DATABASE TO SUPPORT PRINCIPAL COMPONENTS ANALYSIS
SITUATION: The data on PCDD and PCDF concentrations in different media was derived from technical papers published in environmental journals. It was in a wide variety of formats, with the isomers presented in different orders, and inconsistent representation of non-detects. The pattern recognition program required that the data be complete (all 25 isomers), natural log transformed, with samples as rows and isomers as columns and in Lotus format. Dr. Michael Ungs had started on the project by typing in a little of the data into the required format. His progress was significantly hindered by the complexity of the data manipulation, which included taking natural logs of the absolute values of the non-detects. When I found out what he was trying to do, he was concerned because he had not made significant progress, and the project timeline was very short. In addition, he was scheduled to be out of the office for a few days, after which the pattern recognition was to begin immediately.
ACTION: I suggested that I could develop a database which would give us better analytical flexibility and the ability to trace the origin of every data point. I decided that Paradox was the best program for the project, given the crosstabulation requirement. After analyzing the data, I found that it was more complex than immediately obvious. Many of the papers covered more than one type of sample (study), and for each type, there were several samples. I designed the database to include the paper, study, sample and isomer number.

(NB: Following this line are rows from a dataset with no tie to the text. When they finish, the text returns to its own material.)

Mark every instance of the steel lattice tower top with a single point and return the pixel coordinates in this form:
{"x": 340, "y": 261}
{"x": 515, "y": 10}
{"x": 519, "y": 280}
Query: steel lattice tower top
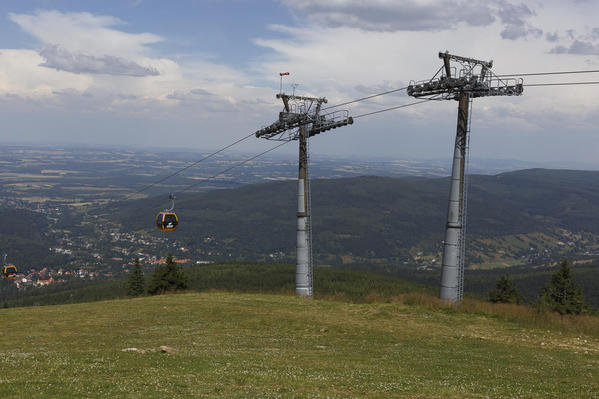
{"x": 466, "y": 79}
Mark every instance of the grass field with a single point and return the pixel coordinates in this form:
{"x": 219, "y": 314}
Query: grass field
{"x": 269, "y": 346}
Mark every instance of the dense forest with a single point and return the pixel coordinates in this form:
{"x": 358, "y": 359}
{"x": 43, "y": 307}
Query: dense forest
{"x": 378, "y": 219}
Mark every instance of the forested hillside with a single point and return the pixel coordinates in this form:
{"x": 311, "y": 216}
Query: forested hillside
{"x": 531, "y": 216}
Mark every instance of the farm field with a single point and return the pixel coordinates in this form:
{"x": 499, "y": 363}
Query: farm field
{"x": 256, "y": 345}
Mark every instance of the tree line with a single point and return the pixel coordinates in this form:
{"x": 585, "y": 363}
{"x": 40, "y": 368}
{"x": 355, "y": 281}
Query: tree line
{"x": 561, "y": 294}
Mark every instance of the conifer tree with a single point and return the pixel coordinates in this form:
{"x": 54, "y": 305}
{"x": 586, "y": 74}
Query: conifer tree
{"x": 505, "y": 292}
{"x": 136, "y": 281}
{"x": 562, "y": 294}
{"x": 168, "y": 277}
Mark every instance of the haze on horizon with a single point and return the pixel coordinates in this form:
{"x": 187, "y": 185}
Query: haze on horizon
{"x": 201, "y": 74}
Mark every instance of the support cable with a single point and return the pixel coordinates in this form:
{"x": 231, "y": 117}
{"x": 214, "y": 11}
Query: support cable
{"x": 561, "y": 84}
{"x": 548, "y": 73}
{"x": 232, "y": 167}
{"x": 365, "y": 98}
{"x": 499, "y": 76}
{"x": 396, "y": 107}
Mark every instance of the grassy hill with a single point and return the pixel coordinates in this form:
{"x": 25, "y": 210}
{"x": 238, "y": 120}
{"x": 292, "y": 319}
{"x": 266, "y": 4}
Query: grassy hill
{"x": 531, "y": 216}
{"x": 257, "y": 345}
{"x": 234, "y": 277}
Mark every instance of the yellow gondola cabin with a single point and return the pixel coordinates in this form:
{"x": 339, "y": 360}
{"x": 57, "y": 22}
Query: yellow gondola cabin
{"x": 167, "y": 221}
{"x": 9, "y": 272}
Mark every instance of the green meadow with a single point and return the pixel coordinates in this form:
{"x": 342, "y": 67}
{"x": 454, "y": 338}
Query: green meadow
{"x": 271, "y": 346}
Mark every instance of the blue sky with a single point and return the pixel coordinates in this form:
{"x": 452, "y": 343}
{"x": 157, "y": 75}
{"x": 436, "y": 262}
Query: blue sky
{"x": 200, "y": 74}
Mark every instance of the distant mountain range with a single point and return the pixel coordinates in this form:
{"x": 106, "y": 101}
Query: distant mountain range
{"x": 529, "y": 216}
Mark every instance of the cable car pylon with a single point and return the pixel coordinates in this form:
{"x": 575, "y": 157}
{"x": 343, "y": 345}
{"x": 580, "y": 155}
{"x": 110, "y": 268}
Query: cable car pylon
{"x": 462, "y": 79}
{"x": 300, "y": 119}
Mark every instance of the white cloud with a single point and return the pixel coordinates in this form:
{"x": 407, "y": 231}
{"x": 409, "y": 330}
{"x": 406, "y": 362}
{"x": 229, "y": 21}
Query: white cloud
{"x": 85, "y": 33}
{"x": 60, "y": 58}
{"x": 417, "y": 15}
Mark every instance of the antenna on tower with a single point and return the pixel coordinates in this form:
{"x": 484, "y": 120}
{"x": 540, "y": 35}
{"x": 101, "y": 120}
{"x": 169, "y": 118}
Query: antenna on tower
{"x": 462, "y": 79}
{"x": 300, "y": 119}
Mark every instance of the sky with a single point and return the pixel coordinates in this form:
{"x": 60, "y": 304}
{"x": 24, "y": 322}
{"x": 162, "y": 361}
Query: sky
{"x": 200, "y": 74}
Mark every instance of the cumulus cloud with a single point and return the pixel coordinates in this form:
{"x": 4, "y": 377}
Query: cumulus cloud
{"x": 552, "y": 37}
{"x": 385, "y": 15}
{"x": 417, "y": 15}
{"x": 514, "y": 19}
{"x": 577, "y": 47}
{"x": 60, "y": 58}
{"x": 85, "y": 32}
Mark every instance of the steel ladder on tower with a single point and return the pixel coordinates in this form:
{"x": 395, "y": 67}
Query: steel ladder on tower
{"x": 464, "y": 208}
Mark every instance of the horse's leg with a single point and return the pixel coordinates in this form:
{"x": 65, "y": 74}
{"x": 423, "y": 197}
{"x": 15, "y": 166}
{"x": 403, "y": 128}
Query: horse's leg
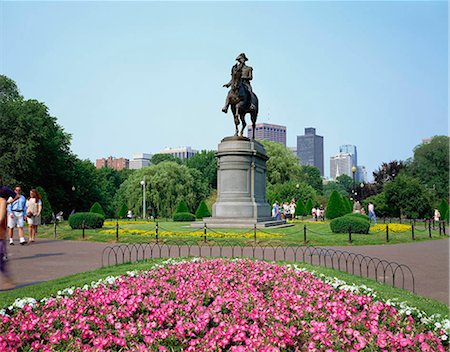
{"x": 242, "y": 116}
{"x": 236, "y": 119}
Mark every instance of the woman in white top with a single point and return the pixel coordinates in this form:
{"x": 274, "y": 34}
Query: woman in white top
{"x": 34, "y": 209}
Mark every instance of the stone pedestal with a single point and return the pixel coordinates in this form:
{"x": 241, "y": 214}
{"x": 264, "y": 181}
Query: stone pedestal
{"x": 241, "y": 185}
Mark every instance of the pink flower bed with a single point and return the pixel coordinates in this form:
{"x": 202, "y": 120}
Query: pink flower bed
{"x": 216, "y": 304}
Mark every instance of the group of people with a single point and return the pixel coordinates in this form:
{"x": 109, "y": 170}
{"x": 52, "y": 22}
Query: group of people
{"x": 284, "y": 211}
{"x": 15, "y": 209}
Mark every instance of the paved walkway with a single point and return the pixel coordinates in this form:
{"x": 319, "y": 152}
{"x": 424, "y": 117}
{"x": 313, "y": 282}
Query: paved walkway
{"x": 48, "y": 259}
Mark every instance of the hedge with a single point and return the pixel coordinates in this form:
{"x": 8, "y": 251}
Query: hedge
{"x": 202, "y": 211}
{"x": 90, "y": 220}
{"x": 343, "y": 223}
{"x": 97, "y": 208}
{"x": 183, "y": 217}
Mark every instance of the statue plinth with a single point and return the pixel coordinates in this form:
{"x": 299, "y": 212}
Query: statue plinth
{"x": 241, "y": 186}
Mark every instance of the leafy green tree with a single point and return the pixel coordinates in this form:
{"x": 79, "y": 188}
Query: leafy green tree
{"x": 336, "y": 207}
{"x": 97, "y": 208}
{"x": 282, "y": 165}
{"x": 346, "y": 182}
{"x": 202, "y": 211}
{"x": 166, "y": 184}
{"x": 284, "y": 192}
{"x": 46, "y": 213}
{"x": 407, "y": 196}
{"x": 205, "y": 162}
{"x": 160, "y": 158}
{"x": 430, "y": 165}
{"x": 311, "y": 176}
{"x": 308, "y": 207}
{"x": 332, "y": 186}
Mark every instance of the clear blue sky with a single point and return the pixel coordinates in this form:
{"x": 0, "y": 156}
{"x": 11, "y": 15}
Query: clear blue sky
{"x": 127, "y": 77}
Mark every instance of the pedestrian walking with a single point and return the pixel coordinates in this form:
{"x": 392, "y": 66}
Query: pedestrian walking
{"x": 17, "y": 210}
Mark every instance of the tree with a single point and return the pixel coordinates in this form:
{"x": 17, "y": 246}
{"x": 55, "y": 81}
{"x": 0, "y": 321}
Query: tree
{"x": 346, "y": 182}
{"x": 430, "y": 165}
{"x": 160, "y": 158}
{"x": 282, "y": 165}
{"x": 205, "y": 162}
{"x": 336, "y": 207}
{"x": 97, "y": 208}
{"x": 407, "y": 196}
{"x": 311, "y": 176}
{"x": 167, "y": 184}
{"x": 387, "y": 172}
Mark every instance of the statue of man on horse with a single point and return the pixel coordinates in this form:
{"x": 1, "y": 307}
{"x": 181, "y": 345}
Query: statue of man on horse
{"x": 240, "y": 96}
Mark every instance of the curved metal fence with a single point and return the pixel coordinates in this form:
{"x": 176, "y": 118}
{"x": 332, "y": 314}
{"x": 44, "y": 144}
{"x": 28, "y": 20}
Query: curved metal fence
{"x": 391, "y": 273}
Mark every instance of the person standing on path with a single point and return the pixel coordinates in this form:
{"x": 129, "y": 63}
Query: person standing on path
{"x": 372, "y": 215}
{"x": 17, "y": 210}
{"x": 34, "y": 209}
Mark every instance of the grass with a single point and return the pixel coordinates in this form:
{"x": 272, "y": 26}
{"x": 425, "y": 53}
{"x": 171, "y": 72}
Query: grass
{"x": 50, "y": 288}
{"x": 317, "y": 234}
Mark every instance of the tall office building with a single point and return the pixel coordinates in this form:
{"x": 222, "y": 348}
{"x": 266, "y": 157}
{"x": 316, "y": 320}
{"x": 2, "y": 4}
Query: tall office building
{"x": 180, "y": 152}
{"x": 341, "y": 164}
{"x": 350, "y": 149}
{"x": 310, "y": 149}
{"x": 113, "y": 163}
{"x": 140, "y": 160}
{"x": 271, "y": 132}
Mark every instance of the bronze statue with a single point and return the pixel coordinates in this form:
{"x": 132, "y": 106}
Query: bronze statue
{"x": 241, "y": 97}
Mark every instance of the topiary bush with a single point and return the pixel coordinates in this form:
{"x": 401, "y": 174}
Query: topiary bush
{"x": 97, "y": 208}
{"x": 182, "y": 207}
{"x": 343, "y": 223}
{"x": 183, "y": 217}
{"x": 336, "y": 207}
{"x": 359, "y": 216}
{"x": 90, "y": 220}
{"x": 202, "y": 211}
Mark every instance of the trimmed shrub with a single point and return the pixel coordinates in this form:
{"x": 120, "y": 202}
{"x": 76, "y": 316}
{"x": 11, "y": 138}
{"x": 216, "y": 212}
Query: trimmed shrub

RESULTS: The database more than met the needs of the project; it also allowed us to easily normalize the isomers and congener groups with respect to the total individual isomers and groups, respectively. Although this did not help our analysis, and only got a one-sentence mention in one of the papers, it was an important option, and one that would not have been available without the database. Several journal articles were published based on this project.